Some things are naturally public goods, meant to be given away to all takers. For a public good, the cost of producing it once, for a single customer, is not much less than the cost of providing it to the world at large. Two of the best examples of public goods are weather forecasts and epidemiological data. This information costs tens of millions of dollars to put together, but the cost of distributing the results is much smaller, in the tens of thousands.
Public goods are typically produced by governments, volunteers, and charities. Some are incidental parts of business operations. Attempts to turn public goods into commercial products lead to enormous inefficiencies and business failures. That’s because the cost of packaging a commercial product may be much higher than that of giving the same product away without the commercial packaging. Imagining, for example, paying for weather forecasts the way you pay for telephone service. It could cost that much to create a billing, security, and legal apparatus around the weather, to collect money from paying customers while preventing the information from leaking out to everyone else.

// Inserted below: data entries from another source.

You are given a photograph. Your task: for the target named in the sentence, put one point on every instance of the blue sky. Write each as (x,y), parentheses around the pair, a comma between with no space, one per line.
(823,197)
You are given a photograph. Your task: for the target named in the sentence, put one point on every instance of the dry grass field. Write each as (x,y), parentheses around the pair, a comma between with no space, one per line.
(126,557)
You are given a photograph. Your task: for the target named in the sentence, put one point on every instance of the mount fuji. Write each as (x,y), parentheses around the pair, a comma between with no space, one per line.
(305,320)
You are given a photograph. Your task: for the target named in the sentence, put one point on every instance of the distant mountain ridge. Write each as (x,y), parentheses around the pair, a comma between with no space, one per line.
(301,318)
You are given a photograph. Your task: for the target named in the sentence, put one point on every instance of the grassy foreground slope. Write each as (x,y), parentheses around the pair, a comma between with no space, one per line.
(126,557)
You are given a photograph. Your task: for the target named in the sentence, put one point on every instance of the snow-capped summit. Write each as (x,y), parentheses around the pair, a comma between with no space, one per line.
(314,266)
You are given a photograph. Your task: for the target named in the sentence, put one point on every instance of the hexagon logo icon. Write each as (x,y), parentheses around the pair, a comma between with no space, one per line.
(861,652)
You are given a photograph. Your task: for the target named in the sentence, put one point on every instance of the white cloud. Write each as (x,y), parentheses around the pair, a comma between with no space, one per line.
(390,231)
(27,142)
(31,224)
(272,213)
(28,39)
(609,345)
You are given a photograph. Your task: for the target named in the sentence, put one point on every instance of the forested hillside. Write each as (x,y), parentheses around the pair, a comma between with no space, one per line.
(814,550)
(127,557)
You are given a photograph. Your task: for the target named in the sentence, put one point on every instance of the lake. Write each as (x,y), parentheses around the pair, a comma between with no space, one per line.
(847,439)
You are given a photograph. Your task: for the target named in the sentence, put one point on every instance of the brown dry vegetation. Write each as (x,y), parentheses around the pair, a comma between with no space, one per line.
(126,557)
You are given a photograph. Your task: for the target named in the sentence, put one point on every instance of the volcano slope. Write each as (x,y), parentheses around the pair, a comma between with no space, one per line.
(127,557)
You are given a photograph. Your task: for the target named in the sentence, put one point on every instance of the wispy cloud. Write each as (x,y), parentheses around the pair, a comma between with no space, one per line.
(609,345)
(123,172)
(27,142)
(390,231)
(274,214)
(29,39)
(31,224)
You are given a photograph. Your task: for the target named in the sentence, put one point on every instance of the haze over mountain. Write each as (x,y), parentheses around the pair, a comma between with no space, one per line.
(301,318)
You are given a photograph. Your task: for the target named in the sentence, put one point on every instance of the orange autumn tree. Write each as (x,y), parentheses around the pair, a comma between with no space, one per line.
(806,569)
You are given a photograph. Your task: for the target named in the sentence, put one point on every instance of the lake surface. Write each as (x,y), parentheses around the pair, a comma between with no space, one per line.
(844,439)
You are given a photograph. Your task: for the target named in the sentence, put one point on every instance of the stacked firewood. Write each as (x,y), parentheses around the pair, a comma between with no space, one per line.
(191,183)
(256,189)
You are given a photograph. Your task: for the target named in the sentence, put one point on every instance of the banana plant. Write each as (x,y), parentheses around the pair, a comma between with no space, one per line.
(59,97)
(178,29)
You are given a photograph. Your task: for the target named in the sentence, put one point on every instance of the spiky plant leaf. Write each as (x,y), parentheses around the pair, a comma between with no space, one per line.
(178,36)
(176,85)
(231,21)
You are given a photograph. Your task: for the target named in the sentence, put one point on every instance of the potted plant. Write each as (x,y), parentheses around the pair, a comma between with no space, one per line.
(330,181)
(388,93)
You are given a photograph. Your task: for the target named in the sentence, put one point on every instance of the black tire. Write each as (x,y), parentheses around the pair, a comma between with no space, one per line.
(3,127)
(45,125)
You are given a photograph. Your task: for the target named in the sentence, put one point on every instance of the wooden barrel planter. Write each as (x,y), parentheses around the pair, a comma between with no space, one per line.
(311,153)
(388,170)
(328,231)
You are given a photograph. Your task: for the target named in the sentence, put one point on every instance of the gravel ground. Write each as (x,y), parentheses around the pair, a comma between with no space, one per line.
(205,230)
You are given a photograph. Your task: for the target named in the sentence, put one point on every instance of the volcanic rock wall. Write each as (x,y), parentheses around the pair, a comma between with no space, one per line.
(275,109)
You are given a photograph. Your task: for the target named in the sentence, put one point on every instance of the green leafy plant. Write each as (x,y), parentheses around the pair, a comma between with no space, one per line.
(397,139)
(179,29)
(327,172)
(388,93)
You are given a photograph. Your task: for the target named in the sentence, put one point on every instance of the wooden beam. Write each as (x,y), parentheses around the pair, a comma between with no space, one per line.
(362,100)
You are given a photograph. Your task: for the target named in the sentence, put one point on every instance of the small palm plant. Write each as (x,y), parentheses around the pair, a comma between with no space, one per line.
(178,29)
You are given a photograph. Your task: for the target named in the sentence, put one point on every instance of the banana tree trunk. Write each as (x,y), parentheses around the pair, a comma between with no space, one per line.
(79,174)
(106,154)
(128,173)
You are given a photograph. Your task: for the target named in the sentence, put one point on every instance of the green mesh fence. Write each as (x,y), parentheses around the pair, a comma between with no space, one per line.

The reason this is important right now is that there is a political movement this year to privatize virtually all of the functions of government. In a few cases, the need for privatization is obvious. The government ideally should not be operating a mortgage company or a credit card lender, a golf resort or a shopping mall. But in other cases, the results of privatization could be unpleasant. That is especially the case when ideologues attempt to privatize public goods, such as the weather.